American Gothic
(1988)
S’il fallait que je cite un film d’horreur angoissant, effrayant, je serais bien en peine de répondre. A vrai dire je n’ai jamais vraiment ressenti la peur au cinéma. Le stress sûrement un peu, mais jamais tellement plus et seulement en de très rares occasions. The Thing de John Carpenter me vient en tête, et doit sûrement être celui que je choisirai. Il y a malgré tout un film qui m’est resté en mémoire avec les années. Pas le plus horrible, pas le plus graphique, pas le plus terrifiant, à vrai dire même pas le plus original. Pourtant, il y a dans ce survival de 1988 un petit quelque chose de dérangeant de par son sujet. Quelque chose qui me revient souvent lorsque me parvient des histoires de parents givrés et d’enfance ruinée par une présence trop envahissante des géniteurs. Ce n’est pas de la peur, mais une sensation de très léger mal-être qui est lié à la folie humaine, à la démence.
American Gothic narre la classique histoire d’une bande de jeunes partant explorer la nature sauvage et tombant victime de ce qu’elle y trouve. Une situation comme on l’a déjà vu des centaines de fois, entre Délivrance et Massacre à la Tronçonneuse. Tous les films de rednecks, de mutants, de psychopathes sévissant dans des régions reculées… Et ici les personnages sont évidemment décimés avec violence par une famille de tarée, habitant une île isolée et supposée déserte. La petite différence de cette version, c’est que ces derniers affichent des tares bien plus crédibles et angoissantes que les habituels vilains du genre. Point de cannibalisme ou d’inceste ici, pas de difformité non plus. Juste un incroyable délire tournant autour de l’esprit de famille et du puritanisme.
Les antagonistes sont un clan de croyants très à cheval sur les bonnes manières. Les parents ont littéralement fuit le continent il y a très longtemps afin de ne pas se laisser corrompre par les vices et le progrès, et ont établit une vie à l’ancienne, comme à l’époque des colons d’Amérique. Ainsi, American Gothic évoque une version tordue de La Petite Maison dans la Prairie où la famille Ingalls aurait continuée de vivre de prières et d’eau fraiche alors que le reste du monde à évolué.
Lorsque les protagonistes découvre leur présence, rien ne laisse présager une véritable menace. Ils visitent la maison avant de tomber nez-à-nez avec les parents, tout d’abord.
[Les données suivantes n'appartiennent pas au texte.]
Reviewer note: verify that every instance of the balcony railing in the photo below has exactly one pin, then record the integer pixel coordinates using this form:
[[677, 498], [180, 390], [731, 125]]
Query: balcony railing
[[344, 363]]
Un couple d’ermites à priori inoffensif quoiqu’un peu bougon. La femme notamment semble comprendre le besoin de s’amuser de la jeunesse et ne s’offusque pas trop des manières différentes de ses “invités”. Son mari est bien plus réservé et intransigeant, mais son âge avancé et sa carrure de grand-père ne l’impose pas vraiment comme un tueur impitoyable. Mais tout s’emballe lors de la rencontre avec les “enfants”. Ce qui n’était qu’une petite folie sans grande importance dévoile soudain son vrai visage et, au même titre que les pauvres touristes, on réalise qu’il ne fait pas bon de rester dans le coin…
C’est avec surprise, et un certain malaise, que l’on réalise que les “petits” sont en fait de grandes personnes, des adultes d’un âge avancé mais qui continuent de s’habiller et de se comporter comme des bambins ! Une fille et deux garçons, sautillant, rigolant, se chamaillant, mais demeurant indubitablement vieux. On comprend qu’ils ont été couvés à tel point qu’ils n’ont jamais grandit mentalement, et que le délire de protection de leurs parents va bien plus loin qu’un simple choix de vie un peu décalé…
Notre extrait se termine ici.